Während der olympischen Spiele in Sydney im Jahre 2000 habe ich die ersten kinesiologischen Tapes an Sportlern gesehen. Begeistert von den vielfältigen Therapiemöglichkeiten und angespornt durch Siggi Breitenbach (damals Sportphysiotherapeut der deutschen Triathlon-Nationalmannschaft, heute Chef von K-Active Europe) habe ich als Assistenz und dann als Instructor, bei Kursen im In- und Ausland, sehr viel Erfahrung gesammelt.

Gemeinsam mit Frau Niermainer, einer vom K-Active- Taping begeisterten Physiotherapeutin am Olgahospital in Stuttgart, habe ich in den letzten Jahren ein sehr gutes Behandlungskonzept für die Pädiatrie entwickelt und dieses Konzept schon in vielen Kursen weitervermittelt.

K-Active-Taping ist bei Kindern in vielen Bereichen einsetzbar: In der Kinderorthopädie sind vor allem Haltungsschwächen und Fußfehlstellungen hervorzuheben. Unter Berücksichtigung der gesamten Therapiekette kann man Fehlstellungen, wie Knick-Senk-Fuß, Skoliose, Kopfschmerzen, Kiefergelenkstörungen uvm., gezielt positiv beeinflussen.

Ein sensibles Thema ist die Schienen- und Zahnspangenversorgung bei Kindern. Dies führt zu Beginn oft zu Verspannungen im gesamten Bewegungs-und Halteapparat und kann Kinder in ihrem Alltag unter Umständen sehr beeinträchtigen. Entsprechende Tape-Anlagen können hier große Entlastung bringen und die kieferorthopädische Behandlung positiv unterstützen.

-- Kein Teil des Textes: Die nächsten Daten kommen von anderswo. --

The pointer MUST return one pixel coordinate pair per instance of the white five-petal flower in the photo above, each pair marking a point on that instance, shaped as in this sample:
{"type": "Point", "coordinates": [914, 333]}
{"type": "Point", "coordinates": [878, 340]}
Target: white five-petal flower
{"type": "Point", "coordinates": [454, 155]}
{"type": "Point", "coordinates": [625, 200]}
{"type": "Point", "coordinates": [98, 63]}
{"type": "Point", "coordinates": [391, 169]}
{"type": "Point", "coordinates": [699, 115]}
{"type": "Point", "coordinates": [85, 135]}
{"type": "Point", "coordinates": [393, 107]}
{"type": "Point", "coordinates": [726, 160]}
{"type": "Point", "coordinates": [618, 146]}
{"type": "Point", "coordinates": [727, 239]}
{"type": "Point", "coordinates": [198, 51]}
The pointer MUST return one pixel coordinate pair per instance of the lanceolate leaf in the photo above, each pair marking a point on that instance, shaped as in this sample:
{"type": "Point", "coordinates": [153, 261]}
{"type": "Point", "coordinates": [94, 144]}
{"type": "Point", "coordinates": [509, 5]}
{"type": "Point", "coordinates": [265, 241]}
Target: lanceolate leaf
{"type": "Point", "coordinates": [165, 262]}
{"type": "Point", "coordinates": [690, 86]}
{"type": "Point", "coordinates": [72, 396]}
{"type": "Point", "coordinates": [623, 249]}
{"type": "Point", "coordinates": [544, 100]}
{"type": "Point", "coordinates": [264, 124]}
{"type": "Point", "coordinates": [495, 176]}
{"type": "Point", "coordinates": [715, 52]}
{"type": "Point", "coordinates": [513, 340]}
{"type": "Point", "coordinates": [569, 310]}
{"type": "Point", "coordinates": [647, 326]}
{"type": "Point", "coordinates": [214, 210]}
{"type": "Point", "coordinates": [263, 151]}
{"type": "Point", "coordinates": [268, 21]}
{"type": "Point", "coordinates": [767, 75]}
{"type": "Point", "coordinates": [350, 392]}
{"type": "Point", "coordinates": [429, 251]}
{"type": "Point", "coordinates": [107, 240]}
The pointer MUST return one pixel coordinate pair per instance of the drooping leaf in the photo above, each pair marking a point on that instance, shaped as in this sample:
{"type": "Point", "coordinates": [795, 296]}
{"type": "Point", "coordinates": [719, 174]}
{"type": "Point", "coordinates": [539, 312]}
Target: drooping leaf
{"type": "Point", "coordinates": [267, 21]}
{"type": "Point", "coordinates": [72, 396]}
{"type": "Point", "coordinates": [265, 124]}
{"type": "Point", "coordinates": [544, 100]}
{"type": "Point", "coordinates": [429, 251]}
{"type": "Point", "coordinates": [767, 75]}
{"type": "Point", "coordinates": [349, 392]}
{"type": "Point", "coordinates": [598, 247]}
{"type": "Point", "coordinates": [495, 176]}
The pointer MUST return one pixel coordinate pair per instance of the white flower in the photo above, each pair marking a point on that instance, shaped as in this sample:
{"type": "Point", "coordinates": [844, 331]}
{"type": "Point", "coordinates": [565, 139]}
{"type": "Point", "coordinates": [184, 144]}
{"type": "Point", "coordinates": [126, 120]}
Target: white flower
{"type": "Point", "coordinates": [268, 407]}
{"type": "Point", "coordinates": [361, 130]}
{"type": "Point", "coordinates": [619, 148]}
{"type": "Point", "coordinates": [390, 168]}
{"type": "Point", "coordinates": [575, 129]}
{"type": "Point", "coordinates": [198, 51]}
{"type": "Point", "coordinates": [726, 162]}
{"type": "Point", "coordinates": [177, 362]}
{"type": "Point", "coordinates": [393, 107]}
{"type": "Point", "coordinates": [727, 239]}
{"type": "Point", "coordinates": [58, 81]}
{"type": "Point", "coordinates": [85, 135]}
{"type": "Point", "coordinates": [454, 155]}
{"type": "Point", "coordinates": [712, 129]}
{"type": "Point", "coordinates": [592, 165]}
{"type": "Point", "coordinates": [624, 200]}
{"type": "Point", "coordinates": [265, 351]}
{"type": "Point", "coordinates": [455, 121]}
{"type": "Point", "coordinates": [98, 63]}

Auch bei Erkrankungen des Rheumatischen Formenkreises haben sich K-Active- Tapes bewährt. In der Akutphase ist es wichtig, die Schwellung in den Gelenken zu reduzieren. Hier helfen unter anderem lymphabflussfördernde Tapes. In der weiteren Behandlung ist es wichtig, die Gelenke zu stabilisieren, um Unterstützung in alltäglichen Bewegungsabläufen zu erhalten. Nach Operationen kommt es manchmal zu Verklebungen im Narbenbereich. Um dies zu vermeiden oder schon vorhandene Verklebungen zu lösen, können entsprechende Tape- Anlagen für mehr Mobilität sorgen.

In der Neuropädiatrie findet sich ein breites Behandlungsfeld für K-Active-Taping. Bei Kindern mit motorischen Störungen kann ein entsprechend geklebtes Tape den normalen Bewegungsablauf deutlich verbessern und somit mehr spielerische Freiheit ermöglichen. Bei gelähmten Extremitäten kann ein Tape, die Durchblutung und den Lymphabfluss im betroffenen Bereich verbessern und außerdem die Spannung und die Bewegungsabläufe im restlichen Körper verbessern. Hierbei ist eine gute Zusammenarbeit und Absprache mit Ärzten, Physiotherapeuten, Ergotherapeuten und Orthopädiemechanikern sinnvoll.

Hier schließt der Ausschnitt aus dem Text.